O grupo permaneceu em silêncio, a tensão vibrando no ar. 

Takashi abaixou o olhar e completou, com voz mais baixa: 

— Acredito que, no momento em que disparei, o destino da flecha e o destino do alvo se tornaram um só. Mesmo que a galinha fugisse, ou se escondesse, nada poderia tê-la salvado. 

Arturo sorriu, cruzando os braços. 

— Destino — repetiu, satisfeito. — Agora sim. 

Kenshiro arqueou uma sobrancelha. 

— O que o destino tem a ver com isso? 

Arturo se virou para o grupo, a voz firme, grave. 
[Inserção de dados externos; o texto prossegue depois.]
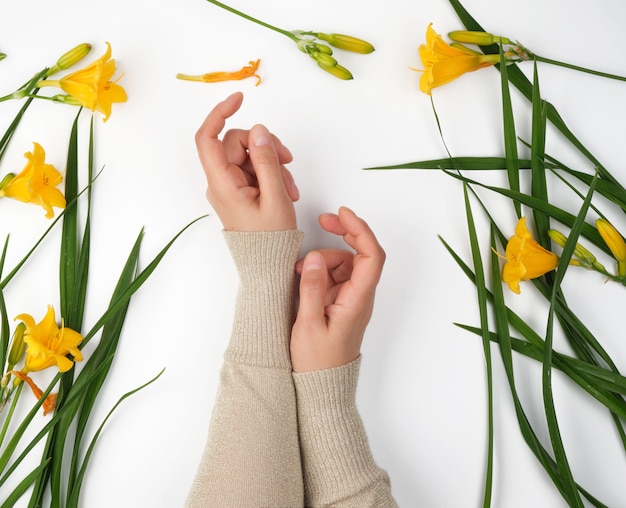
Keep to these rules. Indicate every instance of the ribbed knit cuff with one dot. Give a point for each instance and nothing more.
(265, 301)
(336, 456)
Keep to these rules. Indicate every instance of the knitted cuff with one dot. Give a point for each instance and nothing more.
(265, 300)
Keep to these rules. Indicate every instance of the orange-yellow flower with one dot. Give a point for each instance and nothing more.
(36, 183)
(48, 345)
(92, 85)
(444, 63)
(247, 71)
(615, 242)
(525, 258)
(49, 403)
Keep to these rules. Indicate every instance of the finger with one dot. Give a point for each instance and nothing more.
(210, 149)
(235, 143)
(370, 256)
(313, 283)
(265, 161)
(338, 263)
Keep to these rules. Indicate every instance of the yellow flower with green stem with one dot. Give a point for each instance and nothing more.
(47, 345)
(525, 258)
(615, 242)
(444, 63)
(36, 183)
(91, 86)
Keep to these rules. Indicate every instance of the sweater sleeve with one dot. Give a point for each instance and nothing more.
(252, 455)
(337, 463)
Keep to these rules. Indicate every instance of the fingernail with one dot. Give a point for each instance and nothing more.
(260, 136)
(295, 192)
(313, 261)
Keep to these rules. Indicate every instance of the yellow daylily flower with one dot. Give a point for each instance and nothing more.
(36, 183)
(92, 85)
(615, 242)
(51, 400)
(49, 345)
(525, 258)
(444, 63)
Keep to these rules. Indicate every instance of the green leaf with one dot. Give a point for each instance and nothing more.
(23, 486)
(539, 187)
(74, 495)
(510, 138)
(482, 308)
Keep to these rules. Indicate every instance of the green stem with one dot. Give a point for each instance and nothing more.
(578, 68)
(259, 22)
(5, 427)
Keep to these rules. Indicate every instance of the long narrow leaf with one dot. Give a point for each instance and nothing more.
(23, 486)
(482, 310)
(75, 493)
(510, 138)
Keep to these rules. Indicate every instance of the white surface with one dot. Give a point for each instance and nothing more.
(422, 389)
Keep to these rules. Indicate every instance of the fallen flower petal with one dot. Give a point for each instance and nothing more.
(247, 71)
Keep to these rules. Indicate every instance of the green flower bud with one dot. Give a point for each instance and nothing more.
(338, 71)
(18, 346)
(323, 60)
(322, 48)
(347, 42)
(586, 259)
(70, 58)
(478, 38)
(65, 99)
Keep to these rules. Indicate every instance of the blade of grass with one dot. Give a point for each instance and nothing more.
(75, 493)
(510, 138)
(482, 309)
(23, 486)
(521, 82)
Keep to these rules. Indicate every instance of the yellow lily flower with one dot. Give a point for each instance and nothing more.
(92, 85)
(36, 183)
(525, 258)
(49, 345)
(444, 63)
(615, 242)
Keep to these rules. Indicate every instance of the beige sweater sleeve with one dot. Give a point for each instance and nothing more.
(252, 458)
(337, 463)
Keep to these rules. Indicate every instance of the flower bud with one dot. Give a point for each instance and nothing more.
(18, 346)
(347, 42)
(615, 243)
(322, 48)
(70, 58)
(338, 71)
(66, 99)
(323, 60)
(587, 259)
(478, 38)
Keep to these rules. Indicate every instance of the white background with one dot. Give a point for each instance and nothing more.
(422, 391)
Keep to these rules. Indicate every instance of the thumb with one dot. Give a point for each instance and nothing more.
(313, 284)
(265, 161)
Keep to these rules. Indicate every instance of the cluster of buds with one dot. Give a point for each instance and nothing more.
(513, 51)
(308, 42)
(583, 257)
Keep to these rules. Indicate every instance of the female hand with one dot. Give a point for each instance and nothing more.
(336, 296)
(248, 184)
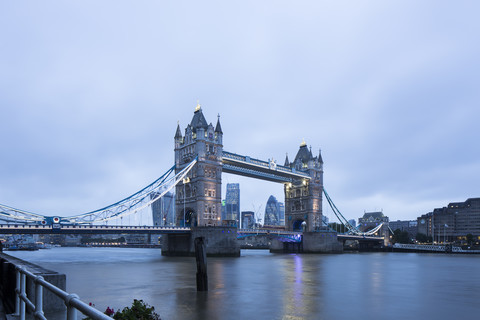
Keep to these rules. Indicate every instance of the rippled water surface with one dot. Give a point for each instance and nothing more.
(260, 285)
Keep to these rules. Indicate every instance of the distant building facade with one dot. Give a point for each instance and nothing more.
(452, 223)
(274, 213)
(409, 226)
(352, 222)
(163, 209)
(248, 219)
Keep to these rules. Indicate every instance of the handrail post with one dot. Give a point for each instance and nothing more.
(17, 292)
(71, 310)
(23, 280)
(38, 297)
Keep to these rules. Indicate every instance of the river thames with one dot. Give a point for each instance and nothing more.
(260, 285)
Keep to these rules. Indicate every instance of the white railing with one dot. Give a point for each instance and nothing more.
(72, 301)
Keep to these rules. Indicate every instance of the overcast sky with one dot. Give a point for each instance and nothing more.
(91, 92)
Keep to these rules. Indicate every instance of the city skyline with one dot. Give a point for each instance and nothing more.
(387, 91)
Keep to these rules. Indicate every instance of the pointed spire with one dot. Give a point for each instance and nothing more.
(178, 134)
(218, 127)
(287, 163)
(320, 160)
(303, 144)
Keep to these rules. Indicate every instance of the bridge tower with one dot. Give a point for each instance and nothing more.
(198, 197)
(303, 198)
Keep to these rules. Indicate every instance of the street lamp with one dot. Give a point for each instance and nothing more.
(185, 181)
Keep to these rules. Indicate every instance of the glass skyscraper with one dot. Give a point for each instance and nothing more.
(232, 203)
(274, 213)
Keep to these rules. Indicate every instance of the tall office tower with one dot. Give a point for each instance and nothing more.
(273, 214)
(232, 203)
(281, 213)
(224, 211)
(248, 219)
(163, 209)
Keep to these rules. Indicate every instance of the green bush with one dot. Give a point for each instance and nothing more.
(138, 311)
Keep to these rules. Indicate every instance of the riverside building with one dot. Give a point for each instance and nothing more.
(453, 222)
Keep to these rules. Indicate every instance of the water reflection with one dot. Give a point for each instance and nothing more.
(260, 285)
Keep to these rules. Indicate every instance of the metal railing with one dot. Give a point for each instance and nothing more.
(72, 301)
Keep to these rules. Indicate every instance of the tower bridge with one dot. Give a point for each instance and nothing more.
(198, 199)
(199, 163)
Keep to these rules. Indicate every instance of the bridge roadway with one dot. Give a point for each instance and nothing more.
(103, 229)
(259, 169)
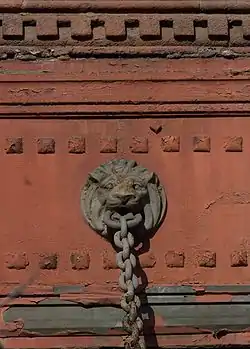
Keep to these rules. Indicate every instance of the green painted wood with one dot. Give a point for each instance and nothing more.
(56, 317)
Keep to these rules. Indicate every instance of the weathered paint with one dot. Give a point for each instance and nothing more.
(187, 120)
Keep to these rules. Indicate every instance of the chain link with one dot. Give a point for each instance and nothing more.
(126, 261)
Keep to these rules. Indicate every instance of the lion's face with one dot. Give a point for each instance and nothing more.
(119, 192)
(122, 186)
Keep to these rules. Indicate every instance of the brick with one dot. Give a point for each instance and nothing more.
(12, 27)
(233, 144)
(108, 145)
(16, 261)
(115, 28)
(218, 27)
(201, 144)
(175, 259)
(183, 28)
(207, 259)
(14, 145)
(46, 28)
(108, 260)
(48, 261)
(80, 260)
(81, 28)
(139, 145)
(239, 259)
(147, 260)
(149, 28)
(246, 27)
(170, 144)
(76, 145)
(46, 146)
(156, 127)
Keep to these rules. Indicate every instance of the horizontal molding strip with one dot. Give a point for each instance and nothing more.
(107, 88)
(114, 6)
(170, 310)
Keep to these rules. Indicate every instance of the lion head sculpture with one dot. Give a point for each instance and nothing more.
(122, 186)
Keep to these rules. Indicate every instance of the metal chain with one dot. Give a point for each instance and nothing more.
(126, 261)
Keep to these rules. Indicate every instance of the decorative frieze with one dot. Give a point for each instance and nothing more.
(137, 145)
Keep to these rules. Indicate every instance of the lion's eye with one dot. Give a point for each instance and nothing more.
(109, 186)
(137, 186)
— Com a Essência? Tudo. Se uma energia está ligada à sua alma, à sua própria vida, então ela está, inevitavelmente, conectada ao seu destino. 

Ele começou a caminhar devagar entre eles, como um professor diante de uma revelação. 

— Pensem no que viram e ouviram hoje: atos impulsivos, ataques que não podem ser impedidos... entendem agora por que a Essência é tão poderosa? 

Erina ergueu o olhar, pensativa. 

— Está querendo dizer que... se eu quisesse matar alguém com minha espada, mesmo estando longe dela, eu conseguiria? 

Arturo assentiu levemente.  

— Se estivesse usando a Essência, sim. Como? Não sei. Assim como a flecha de Takashi ignorou a madeira, talvez sua lâmina encontre um caminho impossível. O que mais vocês seriam capazes de fazer? 

A pergunta ficou suspensa no ar. 

Ninguém respondeu. 

E assim, quando as estrelas finalmente começaram a brilhar, a lição chegou ao fim. 

(...) 

— Hoje foi muito produtivo! — exclamou Arturo, entrando na fila para pegar sua tigela de ensopado. A fumaça quente que saía dos caldeirões se misturava ao cheiro de lenha e carne cozida, tornando o ar reconfortante. — Aprenderam alguns conceitos importantes. Amanhã, ensinarei uma pequena trapaça para utilizarem a Essência quando bem quiserem... 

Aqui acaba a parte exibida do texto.